- Type: Group
- Unit of: Tonto Basin Supergroup
- Sub-units: Board Canyon Formation Houdon Formation Flying W Formation Breadpan Formation
- Underlies: Red Rock Group
- Overlies: East Verde River Formation
- Thickness: 3,000 meters (9,800 ft)

Lithology
- Primary: metasedimentary rock, metavolcanic rock

Location
- Coordinates: 33°36′N 111°19′W﻿ / ﻿33.60°N 111.32°W
- Region: Arizona
- Country: United States

Type section
- Named for: Alder Creek, Arizona
- Named by: E.D. Wilson
- Year defined: 1939

= Alder Group =

Group of geologic formations in Arizona, US

The Alder Group is a group of geologic formations exposed in the Mazatzal Mountains of central Arizona, US. It dates to the Statherian Period of the Paleoproterozoic and records mountain-building events associated with the assembly of North America.

==Description==
The formation consists of about 3000 ft of metavolcanic and metasedimentary rock exposed in the Mazatzal Mountains. The formation is underlain by the East Verde River Formation and overlain by the Red Rock Group. Together with the younger Mazatzal Group, these groups form the Tonto Basin Supergroup. The formation is mostly volcanic and volcaniclastic sedimentary rock, but with some sedimentary beds formed by weathering of continental rock (terrigenous beds). All have experienced metamorphism. The Alder Group is interpreted as basin fill of an intra-arc basin that formed along what was then the southern coast of Laurentia, the ancient core of North America.

===Formations===
The formation is divided (in ascending stratigraphic order) into the Breadpan, Flying W, Houdon, and Board Cabin Formations. The Breadpan and Houdon Formations are primarily metasedimentary rock, while the Flying W and Board Cabin Formations are primarily metavolcanic rock.

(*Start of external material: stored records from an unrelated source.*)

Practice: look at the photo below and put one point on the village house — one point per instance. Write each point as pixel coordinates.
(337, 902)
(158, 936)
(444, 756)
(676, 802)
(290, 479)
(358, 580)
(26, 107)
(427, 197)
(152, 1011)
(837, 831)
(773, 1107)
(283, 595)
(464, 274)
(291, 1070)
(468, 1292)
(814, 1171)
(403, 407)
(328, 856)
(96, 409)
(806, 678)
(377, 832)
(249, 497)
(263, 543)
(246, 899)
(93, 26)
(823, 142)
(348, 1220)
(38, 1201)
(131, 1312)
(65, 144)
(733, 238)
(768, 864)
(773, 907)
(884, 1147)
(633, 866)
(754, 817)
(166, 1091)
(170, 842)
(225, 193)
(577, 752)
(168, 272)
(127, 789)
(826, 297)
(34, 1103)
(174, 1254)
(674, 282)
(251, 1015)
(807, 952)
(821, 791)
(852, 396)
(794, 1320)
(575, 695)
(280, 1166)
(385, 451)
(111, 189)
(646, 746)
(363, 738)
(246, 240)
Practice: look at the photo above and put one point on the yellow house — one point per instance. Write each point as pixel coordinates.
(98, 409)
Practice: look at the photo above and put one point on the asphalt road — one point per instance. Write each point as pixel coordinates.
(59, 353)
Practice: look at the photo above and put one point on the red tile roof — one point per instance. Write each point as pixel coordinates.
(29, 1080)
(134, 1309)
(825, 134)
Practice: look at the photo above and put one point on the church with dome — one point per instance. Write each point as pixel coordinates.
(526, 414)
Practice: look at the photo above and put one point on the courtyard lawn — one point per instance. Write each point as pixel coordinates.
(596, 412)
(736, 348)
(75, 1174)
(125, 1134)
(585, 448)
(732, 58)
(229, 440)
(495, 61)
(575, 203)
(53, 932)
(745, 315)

==History of investigation==
The unit was first designated as the Alder sedimentary series by D.H. Wilson in 1939, for exposures near Alder Creek in the Mazatzal Mountains. Wilson originally assigned the unit to the Yavapai Group and believed the beds had been metamorphosed in a single "Mazatzal Revolution". In 1958, C.A. Anderson and S.C. Creasey mapped the unit into the Jerome, Arizona, area, raised it to group rank, and divided it into six formations. That same year, Gordon Castil redesignated the unit as a formation and divided the unit in its original area in the Mazatzal Mountains into three unnamed members.

In 1971, Anderson and coinvestigators refined the definition of the group, restricting it to the Mazatzal Mountains and reassigning the beds in the Jerome area to the Big Bug Group.

In 1993, Karl Karlstrom and S.A. Bowring divided the Alder Group into the Breadpan, Flying W, Houdon, and Board Cabin Formations.